Trotz der hohen Ämter hat Günther Denzler nie die Bodenhaftung verloren. Die Kindheit und Jugend auf dem Land, die Erziehung im christlichen Glauben, frühe Verantwortung auf dem elterlichen Hof und ein Leben in und mit der Natur haben ihn geerdet und wichtige Werte vermittelt.
„Sage, was du denkst, und tue, was du sagst!“, so lautet einer seiner Leitsprüche, der sein Denken, Reden und Handeln bis auf den heutigen Tag bestimmt.
Selbst politische Konkurrenten schätzten ihn als aufrichtigen, wahrhaftigen und ehrlichen Kollegen, auf den immer Verlass war. Heute so und morgen so gab es bei ihm nicht. Er sagte seine Meinung gerade heraus und mit klarer Kante, aber immer in einer Form, dass man sich nachher wieder in die Augen schauen und die Hand schütteln konnte. Er setzte lieber auf die Kunst der Diplomatie als auf den Hieb mit der Streitaxt. Wenn es aber sein musste, um die Interessen der Region zu wahren, erlaubte er sich durchaus auch einmal ein deutliches „So nicht!“ wie etwa beim hartnäckigen Kampf für einen gerechteren Finanzausgleich der Bezirke.
Günther Denzler zeichnet eine offene Herzlichkeit aus, eine Empathie, die das Gegenüber ernst nimmt und ihm Interesse entgegen bringt. Schabernack und Schelmereien überlässt er den anderen. Vielmehr beweist er feinsinnigen und hintergründigen Humor mit Charme und Niveau.
Seine freundliche und zugewandte Art und sein elegantes Auftreten sollten aber nicht darüber hinweg täuschen, dass er ein gewitzter Verhandlungspartner sein konnte, altfränkisch beharrlich, wie es Hans Max von Aufseß ausdrückt, geschickt und klug, durchsetzungsstark und nie den Überblick verlierend.
Gerne war er zu Kompromissen bereit, aber nicht zu faulen. Er wollte überzeugen und überzeugt werden, um das Bestmögliche für die Menschen zu erreichen, die ihm in seinen Ämtern anvertraut waren.
Sein Amt als Bezirkstagspräsident wollte es, dass er dann doch überraschend wieder zu seinen bäuerlichen Wurzeln zurückkehrte.
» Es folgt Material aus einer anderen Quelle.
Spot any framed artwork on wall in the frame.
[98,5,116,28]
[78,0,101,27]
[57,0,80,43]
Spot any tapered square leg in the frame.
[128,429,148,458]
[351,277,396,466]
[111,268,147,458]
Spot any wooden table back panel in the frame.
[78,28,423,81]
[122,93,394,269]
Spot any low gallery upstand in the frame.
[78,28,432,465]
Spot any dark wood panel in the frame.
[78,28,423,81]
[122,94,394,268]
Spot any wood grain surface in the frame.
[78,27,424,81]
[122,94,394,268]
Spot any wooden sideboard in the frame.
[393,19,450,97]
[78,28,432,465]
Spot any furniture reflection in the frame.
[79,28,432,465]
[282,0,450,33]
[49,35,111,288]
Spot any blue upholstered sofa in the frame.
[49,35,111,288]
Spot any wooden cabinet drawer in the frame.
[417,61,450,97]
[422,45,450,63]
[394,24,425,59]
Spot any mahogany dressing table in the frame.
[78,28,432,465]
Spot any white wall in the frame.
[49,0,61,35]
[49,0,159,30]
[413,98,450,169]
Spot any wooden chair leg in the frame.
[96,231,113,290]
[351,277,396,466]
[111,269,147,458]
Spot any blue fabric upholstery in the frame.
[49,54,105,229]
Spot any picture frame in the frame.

Denn auf einmal war er auch Chef der Landwirtschaftlichen Lehranstalten, wo angehende Landwirte das Rüstzeug für ihren anspruchsvollen Beruf erhalten.
Dem obersten Bezirkslandwirt Günther Denzler machte in Fragen zu Ackerbau und Viehzucht so schnell keiner etwas vor. Die hochmoderne Ausbildungseinrichtung in der Bayreuther Adolf-Wächter-Straße und die oberfränkische Landwirtschaft lagen ihm sehr am Herzen. Dafür wurde er sogar ausgezeichnet mit der „Goldenen Kartoffel“ der Stadt Rehau. Das war eine gute Wahl, denn schließlich hatte Günther Denzler sein erstes Geld als kleiner Bub ausgerechnet bei der Kartoffellese verdient. Die Erdknolle schätzt er, wie es sich für einen rechtschaffenen Franken gehört, nach wie vor, ob als Baggers, als Kartoffelsalat oder selbstverständlich als Klöß, so wie sie schon zu seinen Kindertagen zu Hause bei Denzlers drei Mal die Woche auf den Tisch kamen.
Außer für die Klöß war Günther Denzler für mannigfaltig weiteres oberfränkisches Kulturgut verantwortlich, denn die Kulturarbeit ist eine der wichtigsten Aufgaben der Bezirke. Neben den großen Kulturdampfern wie z.B. den Bayreuther Festspielen oder den Bamberger Symphonikern bereiteten ihm besonders all die Initiativen und Projekte Vergnügen, welche die kulturelle Vielfalt Oberfrankens veranschaulichen und eine gemeinsame Identität vermitteln, vom Mundart-Theater-Tag in Kleinlosnitz über das Oberfränkische Volksmusikfest bis hin zur Trachtenberatung und dem Rockmusikwettbewerb R.I.O.! – Rock in Oberfranken.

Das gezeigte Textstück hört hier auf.